Так 10 лет назад мы пытались переосмыслить (to reframe) годовое собрание акционеров Daimler – самого крупного акционерного общества в Германии. И наше представление заключалось в том, чтобы провести нашу публику на это мероприятие, куда ты можешь попасть, только если являешься акционером. Так что мы помогли нашим зрителям на время стать акционерами и получить приглашения. И на протяжении трёх часов наша аудитория наблюдала эту встречу, как будто это театральное представление. Она и была театром в каком-то смысле. Капитализм был здесь перфомером в самом наглядном виде. Обычно ведь капитализм довольно невидим, большие деньги – это не что-то на виду…

А как вы работаете вместе? Вы ведь не живёте в одном городе… Вы находитесь в разных физических пространствах, но всё ещё остаётесь коллективом.

Наш офис находится здесь, в Берлине, мы получаем небольшую субсидию от городских властей. И это, конечно, неслучайно, что своё двадцатилетие мы отмечаем в этом городе. Но мы, конечно, много перемещаемся по миру. Номадизм был осознанным выбором, потому что мы хотели работать с самыми разными темами исследований в самых разных форматах. Но это и отчасти необходимость, потому что в Германии, как и в большинстве стран, самую крупную поддержку получают большие классические театры. И это не самые идеальные партнёры для нас, потому что они сконцентрированы на своих актёрских ансамблях. А мы всё-таки выбираем людей, потому что они могут рассказать какую-то конкретную историю, а не потому что они могут хорошо рассказать любую историю… Поэтому мы реализуем свои вещи в разных местах. И мы много размышляем над тем, как построить свою работу так, чтобы тем, что перемещается, были наши идеи, а не обязательно мы сами или какая-то большая и сложная сценография. Это отчасти происходит и со спектаклями «100% City», где основной состав, все участники на сцене – это люди из того самого города, о котором это представление. Но сейчас мы работаем над несколькими проектами, где вообще не будет необходимости появляться кому-то из нас. Насколько это сработает, я смогу сказать в следующем году, когда откроется наша Conference of the Absent

Но как вы общаетесь, как принимаете решения?

Пару дней в месяц мы обязательно бываем вместе, а в остальное время – много общаемся по Скайпу и так далее. Но Rimini Protokoll – это уже не только мы трое. Наш коллектив вырос за эти годы. Сценографы, медиа-дизайнеры, программисты… Берлин в этом смысле – отличное место, потому что оно объединяет много людей, занимающихся креативными технологиями.

После всех этих лет вы всё ещё двигаетесь в некоем общем направлении? 

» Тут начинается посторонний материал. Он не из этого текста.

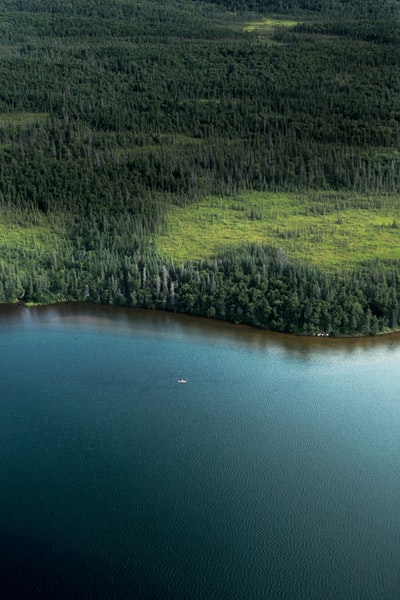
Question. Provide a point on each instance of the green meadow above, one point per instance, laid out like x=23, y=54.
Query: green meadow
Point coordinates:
x=329, y=230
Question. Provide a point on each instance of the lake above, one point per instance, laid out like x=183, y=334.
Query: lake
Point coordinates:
x=272, y=473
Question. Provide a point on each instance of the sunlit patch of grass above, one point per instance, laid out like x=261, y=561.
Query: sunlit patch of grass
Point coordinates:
x=319, y=232
x=14, y=237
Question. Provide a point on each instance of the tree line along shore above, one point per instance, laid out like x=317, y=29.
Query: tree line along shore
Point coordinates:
x=116, y=117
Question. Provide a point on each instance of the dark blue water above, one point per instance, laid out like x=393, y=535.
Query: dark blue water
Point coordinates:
x=273, y=473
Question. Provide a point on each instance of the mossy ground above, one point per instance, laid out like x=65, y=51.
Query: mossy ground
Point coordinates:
x=328, y=230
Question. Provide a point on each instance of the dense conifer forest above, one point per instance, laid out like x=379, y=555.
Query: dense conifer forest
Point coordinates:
x=113, y=114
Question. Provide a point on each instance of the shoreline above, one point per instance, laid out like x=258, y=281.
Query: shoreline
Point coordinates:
x=84, y=307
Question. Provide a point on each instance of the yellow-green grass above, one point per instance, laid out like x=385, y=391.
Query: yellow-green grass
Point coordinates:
x=315, y=231
x=32, y=239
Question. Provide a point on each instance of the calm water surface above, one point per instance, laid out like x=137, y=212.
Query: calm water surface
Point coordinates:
x=273, y=473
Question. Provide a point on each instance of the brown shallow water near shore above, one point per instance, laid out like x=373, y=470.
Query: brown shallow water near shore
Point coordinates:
x=157, y=322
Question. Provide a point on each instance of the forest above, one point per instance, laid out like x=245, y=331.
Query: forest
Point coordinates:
x=118, y=116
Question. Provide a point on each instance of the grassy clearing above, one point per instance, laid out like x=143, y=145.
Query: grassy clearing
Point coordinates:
x=316, y=230
x=14, y=237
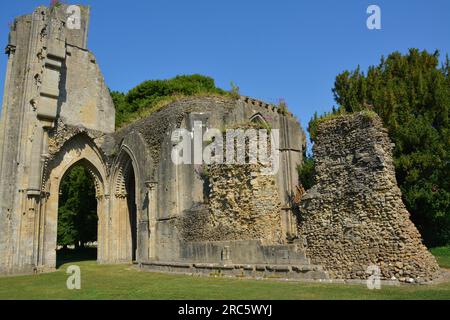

Я надеюсь, что нет (смеётся)! Мы, конечно, всё ещё коллектив, но мы всё больше становимся тем, что можно назвать лейблом, – у нас есть общий сайт, общий офис, мы много дискутируем вместе, у нас есть много общих проектов. Но хотя бы раз в год каждый из нас делает проект с другими участниками. При этом такие проекты всё равно реализуются под общим лейблом, и это позволяет нам быть достаточно гибкими. Если другие не заинтересованы в идее кого-то из нас, то он или она всё равно может реализовать её, и это будет полноправной частью нашей общей работы.

 

Автор благодарит за помощь в организации интервью Латвийский Институт нового театра.